Based on the hybrid architecture and the proposed labeling function, the high channel and the low channel sub networks are formed as shown in the Fig. 3(b) and Fig. 3(c), respectively. For this architecture, the high channel sub network for each layer contains all of the directional common channels with the nodes labeled from 0 to K-1 and the low channel sub network contains all of the directional common channels with the nodes labeled from K-1 to 0, where K is the number of nodes per layer. In our representation style, for instance, D2 (7) indicates the destination node labeled 7 at the layer 2. Similarly, 72 represent the node labeled 7 at the layer 2.

## 3.1. Partitioning Algorithm

The partitioning method plays a key role when implementing a multicast routing algorithm. The partitioning is the process of preparing a multicast message for being sent from a source node to a set of destination nodes. In Hamiltonian model, depending on the location of the source node, the partitioning method splits the network into sub networks and prepares a well-structured multicast message for each partition. Partitioning policy can considerably reduce the network latency by dividing the network into balanced partitions as well as reducing the number of identical injected packets from a source node (startup latency). Our proposed partitioning algorithm for the 3D NoC-Bus Hybrid architecture is based on dividing the destination set (*D*) into two disjoint groups (*DU* and *DL*) depending upon the location of the source node (*S*) in accordance with Algorithm1. *DU* contains the destination nodes which have a higher label than that of the source node. Similarly, *DL* consists of the destination nodes which have a lower label than that of the source node. Then, the destination nodes in *DU* and *DL* are sorted in ascending and descending orders, respectively. Finally, two messages, one including the sorted *DU* and one including the sorted *DL* in their headers, will be sent from the source node to the destination nodes using the high channel and low channel sub networks, respectively. Since in our labeling method, the labels as such are not unique, if



**Figure3.** The proposed Hamiltonian labelling of a  $4\times4\times3$  mesh-based 3D NoC-Bus Hybrid architecture (horizontal solid lines: Hamiltonian path, vertical solid lines: interlayer buses, equidistant lines: auxiliary links)

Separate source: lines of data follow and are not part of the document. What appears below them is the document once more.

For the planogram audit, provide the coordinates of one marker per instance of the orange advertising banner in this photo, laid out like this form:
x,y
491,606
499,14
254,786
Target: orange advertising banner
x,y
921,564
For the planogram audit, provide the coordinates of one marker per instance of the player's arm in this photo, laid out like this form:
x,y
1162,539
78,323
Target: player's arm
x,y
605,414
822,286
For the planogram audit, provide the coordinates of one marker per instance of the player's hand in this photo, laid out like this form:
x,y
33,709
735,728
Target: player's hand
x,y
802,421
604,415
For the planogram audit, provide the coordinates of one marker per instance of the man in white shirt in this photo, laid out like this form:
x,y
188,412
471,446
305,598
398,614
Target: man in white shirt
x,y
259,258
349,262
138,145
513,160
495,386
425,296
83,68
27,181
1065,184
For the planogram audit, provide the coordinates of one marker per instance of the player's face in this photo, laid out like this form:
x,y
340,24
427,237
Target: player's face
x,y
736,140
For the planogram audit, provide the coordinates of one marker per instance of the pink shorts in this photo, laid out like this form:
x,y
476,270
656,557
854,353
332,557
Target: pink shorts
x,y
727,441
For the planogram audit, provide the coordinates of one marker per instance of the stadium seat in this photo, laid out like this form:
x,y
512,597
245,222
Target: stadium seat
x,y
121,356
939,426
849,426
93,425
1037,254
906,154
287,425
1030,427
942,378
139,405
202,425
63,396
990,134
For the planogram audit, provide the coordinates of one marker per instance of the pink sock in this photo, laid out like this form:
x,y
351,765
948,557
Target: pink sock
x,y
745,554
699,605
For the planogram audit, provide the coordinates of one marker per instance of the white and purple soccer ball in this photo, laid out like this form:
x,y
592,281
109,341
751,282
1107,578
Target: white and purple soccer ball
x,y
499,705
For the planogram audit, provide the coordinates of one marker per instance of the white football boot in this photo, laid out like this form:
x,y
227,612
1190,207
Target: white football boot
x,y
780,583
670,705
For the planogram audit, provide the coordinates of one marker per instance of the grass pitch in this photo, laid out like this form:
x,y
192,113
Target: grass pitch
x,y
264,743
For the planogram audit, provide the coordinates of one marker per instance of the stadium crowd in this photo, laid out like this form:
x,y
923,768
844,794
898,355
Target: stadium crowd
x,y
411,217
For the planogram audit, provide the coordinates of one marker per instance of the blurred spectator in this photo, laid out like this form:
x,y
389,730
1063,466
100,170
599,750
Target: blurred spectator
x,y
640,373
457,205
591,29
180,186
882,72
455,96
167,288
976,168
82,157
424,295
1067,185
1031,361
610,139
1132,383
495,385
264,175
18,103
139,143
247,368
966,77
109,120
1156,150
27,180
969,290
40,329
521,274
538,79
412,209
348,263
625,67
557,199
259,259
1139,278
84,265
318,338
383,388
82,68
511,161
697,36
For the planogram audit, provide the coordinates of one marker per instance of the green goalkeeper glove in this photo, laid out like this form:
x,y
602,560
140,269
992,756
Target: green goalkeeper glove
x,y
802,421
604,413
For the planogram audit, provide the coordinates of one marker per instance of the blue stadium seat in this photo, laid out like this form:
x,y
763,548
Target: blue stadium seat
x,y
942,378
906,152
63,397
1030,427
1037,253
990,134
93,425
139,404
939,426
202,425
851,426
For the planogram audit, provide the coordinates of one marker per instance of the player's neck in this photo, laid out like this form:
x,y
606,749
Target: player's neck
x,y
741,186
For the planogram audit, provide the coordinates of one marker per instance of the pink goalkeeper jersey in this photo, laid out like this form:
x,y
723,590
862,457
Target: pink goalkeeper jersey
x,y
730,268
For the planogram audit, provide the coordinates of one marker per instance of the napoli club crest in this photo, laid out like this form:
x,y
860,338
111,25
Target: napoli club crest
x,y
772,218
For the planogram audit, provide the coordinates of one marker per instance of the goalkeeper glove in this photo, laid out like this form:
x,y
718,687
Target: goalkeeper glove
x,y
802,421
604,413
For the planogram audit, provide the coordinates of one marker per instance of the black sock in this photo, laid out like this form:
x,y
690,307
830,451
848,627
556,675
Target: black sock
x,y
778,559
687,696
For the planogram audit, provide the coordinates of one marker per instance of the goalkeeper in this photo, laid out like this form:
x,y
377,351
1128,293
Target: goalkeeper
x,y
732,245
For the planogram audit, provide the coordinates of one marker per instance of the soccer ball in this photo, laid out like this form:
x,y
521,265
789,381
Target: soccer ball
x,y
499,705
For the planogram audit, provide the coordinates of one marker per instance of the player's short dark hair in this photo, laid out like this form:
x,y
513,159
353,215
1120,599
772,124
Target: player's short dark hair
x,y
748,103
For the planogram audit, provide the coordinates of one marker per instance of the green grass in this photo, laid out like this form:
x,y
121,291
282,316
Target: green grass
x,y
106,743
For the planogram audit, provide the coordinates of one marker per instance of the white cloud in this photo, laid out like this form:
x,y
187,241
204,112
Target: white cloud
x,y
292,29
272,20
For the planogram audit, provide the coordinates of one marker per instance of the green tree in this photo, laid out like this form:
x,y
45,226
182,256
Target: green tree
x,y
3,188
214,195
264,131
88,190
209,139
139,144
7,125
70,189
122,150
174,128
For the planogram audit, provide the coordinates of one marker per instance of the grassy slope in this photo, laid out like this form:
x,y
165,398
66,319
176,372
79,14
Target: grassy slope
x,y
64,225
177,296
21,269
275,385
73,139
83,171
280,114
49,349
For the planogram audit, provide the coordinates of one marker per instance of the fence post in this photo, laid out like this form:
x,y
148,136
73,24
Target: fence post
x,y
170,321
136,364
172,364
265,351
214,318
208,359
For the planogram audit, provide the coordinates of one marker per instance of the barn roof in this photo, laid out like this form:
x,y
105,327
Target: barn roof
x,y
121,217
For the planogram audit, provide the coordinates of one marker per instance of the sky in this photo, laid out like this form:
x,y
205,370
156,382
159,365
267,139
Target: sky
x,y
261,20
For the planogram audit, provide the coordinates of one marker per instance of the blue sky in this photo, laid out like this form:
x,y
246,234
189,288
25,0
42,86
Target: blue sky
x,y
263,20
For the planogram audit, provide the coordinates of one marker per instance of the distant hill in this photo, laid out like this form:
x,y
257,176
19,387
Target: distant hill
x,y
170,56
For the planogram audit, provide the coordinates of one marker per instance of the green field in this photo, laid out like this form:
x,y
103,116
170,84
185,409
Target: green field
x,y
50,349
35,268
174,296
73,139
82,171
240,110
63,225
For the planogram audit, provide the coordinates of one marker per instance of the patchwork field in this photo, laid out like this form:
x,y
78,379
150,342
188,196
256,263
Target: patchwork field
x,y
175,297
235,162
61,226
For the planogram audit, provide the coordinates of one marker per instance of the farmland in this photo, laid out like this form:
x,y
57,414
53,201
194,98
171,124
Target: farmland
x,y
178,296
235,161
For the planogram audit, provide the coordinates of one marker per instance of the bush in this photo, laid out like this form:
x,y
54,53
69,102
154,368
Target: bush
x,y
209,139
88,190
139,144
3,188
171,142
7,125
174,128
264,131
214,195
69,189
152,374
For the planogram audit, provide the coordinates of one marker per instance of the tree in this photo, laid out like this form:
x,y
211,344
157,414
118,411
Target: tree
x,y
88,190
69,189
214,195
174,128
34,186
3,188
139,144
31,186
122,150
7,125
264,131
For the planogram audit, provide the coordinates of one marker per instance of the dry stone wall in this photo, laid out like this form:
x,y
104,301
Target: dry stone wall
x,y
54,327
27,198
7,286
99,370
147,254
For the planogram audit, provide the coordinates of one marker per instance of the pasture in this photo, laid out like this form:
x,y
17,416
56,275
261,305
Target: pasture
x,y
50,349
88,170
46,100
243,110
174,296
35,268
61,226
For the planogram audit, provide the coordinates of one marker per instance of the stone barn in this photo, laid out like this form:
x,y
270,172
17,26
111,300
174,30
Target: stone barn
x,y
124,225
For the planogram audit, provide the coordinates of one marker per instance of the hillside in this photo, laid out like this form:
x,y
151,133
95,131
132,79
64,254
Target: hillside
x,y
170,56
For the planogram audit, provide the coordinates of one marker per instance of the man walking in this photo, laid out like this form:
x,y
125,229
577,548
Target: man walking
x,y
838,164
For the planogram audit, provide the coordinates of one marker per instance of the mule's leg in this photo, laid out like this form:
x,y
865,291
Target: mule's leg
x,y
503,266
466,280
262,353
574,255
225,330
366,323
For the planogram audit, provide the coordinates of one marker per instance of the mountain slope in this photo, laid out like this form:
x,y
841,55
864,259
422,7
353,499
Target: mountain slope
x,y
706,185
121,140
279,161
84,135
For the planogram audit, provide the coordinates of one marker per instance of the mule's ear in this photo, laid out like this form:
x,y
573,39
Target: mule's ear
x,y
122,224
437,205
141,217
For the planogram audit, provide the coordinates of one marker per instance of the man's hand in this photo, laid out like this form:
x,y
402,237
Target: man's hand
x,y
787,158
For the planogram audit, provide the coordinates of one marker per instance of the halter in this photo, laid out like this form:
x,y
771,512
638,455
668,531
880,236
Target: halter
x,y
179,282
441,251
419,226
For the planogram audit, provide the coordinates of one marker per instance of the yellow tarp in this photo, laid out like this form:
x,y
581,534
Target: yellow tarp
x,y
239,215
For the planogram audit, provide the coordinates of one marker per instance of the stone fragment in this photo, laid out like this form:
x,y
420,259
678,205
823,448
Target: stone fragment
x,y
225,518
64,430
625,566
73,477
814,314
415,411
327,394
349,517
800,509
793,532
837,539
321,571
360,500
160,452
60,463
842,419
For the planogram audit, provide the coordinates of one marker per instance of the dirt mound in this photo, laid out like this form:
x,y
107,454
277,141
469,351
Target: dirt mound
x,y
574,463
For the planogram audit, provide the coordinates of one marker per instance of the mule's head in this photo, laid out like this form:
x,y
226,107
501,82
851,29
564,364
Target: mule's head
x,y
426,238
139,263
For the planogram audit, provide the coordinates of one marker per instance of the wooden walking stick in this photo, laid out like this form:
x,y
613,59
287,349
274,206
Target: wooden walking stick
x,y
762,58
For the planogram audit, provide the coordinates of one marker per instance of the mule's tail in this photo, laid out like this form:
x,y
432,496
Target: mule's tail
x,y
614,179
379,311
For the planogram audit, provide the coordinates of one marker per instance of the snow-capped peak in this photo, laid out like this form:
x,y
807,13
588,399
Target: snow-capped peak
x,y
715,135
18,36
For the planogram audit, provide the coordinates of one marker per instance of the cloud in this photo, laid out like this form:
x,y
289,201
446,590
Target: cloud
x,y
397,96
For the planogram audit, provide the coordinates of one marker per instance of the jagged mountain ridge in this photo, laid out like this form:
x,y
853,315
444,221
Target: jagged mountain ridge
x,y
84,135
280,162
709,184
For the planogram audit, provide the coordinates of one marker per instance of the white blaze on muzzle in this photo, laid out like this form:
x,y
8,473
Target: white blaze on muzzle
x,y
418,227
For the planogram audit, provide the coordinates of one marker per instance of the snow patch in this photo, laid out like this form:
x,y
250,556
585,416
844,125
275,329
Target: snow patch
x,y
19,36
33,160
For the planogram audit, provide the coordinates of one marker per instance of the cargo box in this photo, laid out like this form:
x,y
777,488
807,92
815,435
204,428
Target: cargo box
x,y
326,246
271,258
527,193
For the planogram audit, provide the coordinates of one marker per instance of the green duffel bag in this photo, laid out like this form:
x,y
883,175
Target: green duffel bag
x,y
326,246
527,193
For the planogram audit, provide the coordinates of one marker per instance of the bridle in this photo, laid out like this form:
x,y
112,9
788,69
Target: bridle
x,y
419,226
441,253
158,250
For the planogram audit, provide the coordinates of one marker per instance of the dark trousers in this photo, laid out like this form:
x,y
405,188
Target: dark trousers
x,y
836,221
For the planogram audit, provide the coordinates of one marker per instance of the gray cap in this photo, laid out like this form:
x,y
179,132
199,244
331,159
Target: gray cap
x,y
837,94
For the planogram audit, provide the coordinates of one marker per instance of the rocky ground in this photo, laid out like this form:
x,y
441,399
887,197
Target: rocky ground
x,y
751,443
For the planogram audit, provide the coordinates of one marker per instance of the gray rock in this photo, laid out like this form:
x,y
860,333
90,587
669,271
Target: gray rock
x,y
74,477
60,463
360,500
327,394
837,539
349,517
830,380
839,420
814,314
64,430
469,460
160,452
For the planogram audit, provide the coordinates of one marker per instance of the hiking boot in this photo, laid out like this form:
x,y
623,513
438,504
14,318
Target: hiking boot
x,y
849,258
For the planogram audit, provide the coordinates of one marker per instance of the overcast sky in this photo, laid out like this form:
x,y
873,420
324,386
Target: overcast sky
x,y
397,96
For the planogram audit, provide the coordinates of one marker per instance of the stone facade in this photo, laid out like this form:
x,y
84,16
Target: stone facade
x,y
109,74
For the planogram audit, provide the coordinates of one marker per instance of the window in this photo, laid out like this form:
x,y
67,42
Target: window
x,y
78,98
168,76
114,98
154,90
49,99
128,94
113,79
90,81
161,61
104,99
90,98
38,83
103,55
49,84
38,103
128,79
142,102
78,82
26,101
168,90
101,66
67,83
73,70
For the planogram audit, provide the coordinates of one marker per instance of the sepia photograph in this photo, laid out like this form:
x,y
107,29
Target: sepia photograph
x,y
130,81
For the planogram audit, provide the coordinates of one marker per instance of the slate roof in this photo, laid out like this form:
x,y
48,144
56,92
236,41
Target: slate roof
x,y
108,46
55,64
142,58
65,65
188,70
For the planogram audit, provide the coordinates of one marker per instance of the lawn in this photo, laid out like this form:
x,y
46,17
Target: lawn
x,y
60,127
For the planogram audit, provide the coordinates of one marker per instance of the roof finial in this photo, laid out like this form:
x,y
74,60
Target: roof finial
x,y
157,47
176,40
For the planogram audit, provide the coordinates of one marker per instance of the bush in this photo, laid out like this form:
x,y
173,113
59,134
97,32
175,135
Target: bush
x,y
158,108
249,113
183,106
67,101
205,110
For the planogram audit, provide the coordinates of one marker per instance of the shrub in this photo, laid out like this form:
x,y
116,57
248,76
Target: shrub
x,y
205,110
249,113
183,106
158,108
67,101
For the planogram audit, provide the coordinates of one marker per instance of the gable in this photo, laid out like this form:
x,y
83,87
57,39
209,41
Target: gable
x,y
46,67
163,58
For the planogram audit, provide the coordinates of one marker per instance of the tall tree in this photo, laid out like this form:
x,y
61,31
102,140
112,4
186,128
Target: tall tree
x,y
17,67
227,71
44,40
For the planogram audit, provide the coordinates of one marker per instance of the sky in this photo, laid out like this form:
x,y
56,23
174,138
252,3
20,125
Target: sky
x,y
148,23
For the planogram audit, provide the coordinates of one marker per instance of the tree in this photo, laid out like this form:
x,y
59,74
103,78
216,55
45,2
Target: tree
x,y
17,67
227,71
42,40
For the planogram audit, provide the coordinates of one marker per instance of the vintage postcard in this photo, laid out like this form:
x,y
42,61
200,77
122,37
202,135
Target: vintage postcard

Some destination nodes have the same labels, then they are locally sorted based on their layer IDs. In the local sorting process, there is an exception that if the destination node is located in the same layer with the source node, it will come first. The reason is that a destination node with the same layer ID as a source node is visited before a multicast message is transmitted to the connected vertical bus. As will be shown in the following, our customized labeling and partitioning methods for the 3D NoC-Bus Hybrid architecture can help achieve significant performance improvements for multicasting over the conventional 3D NOC architectures.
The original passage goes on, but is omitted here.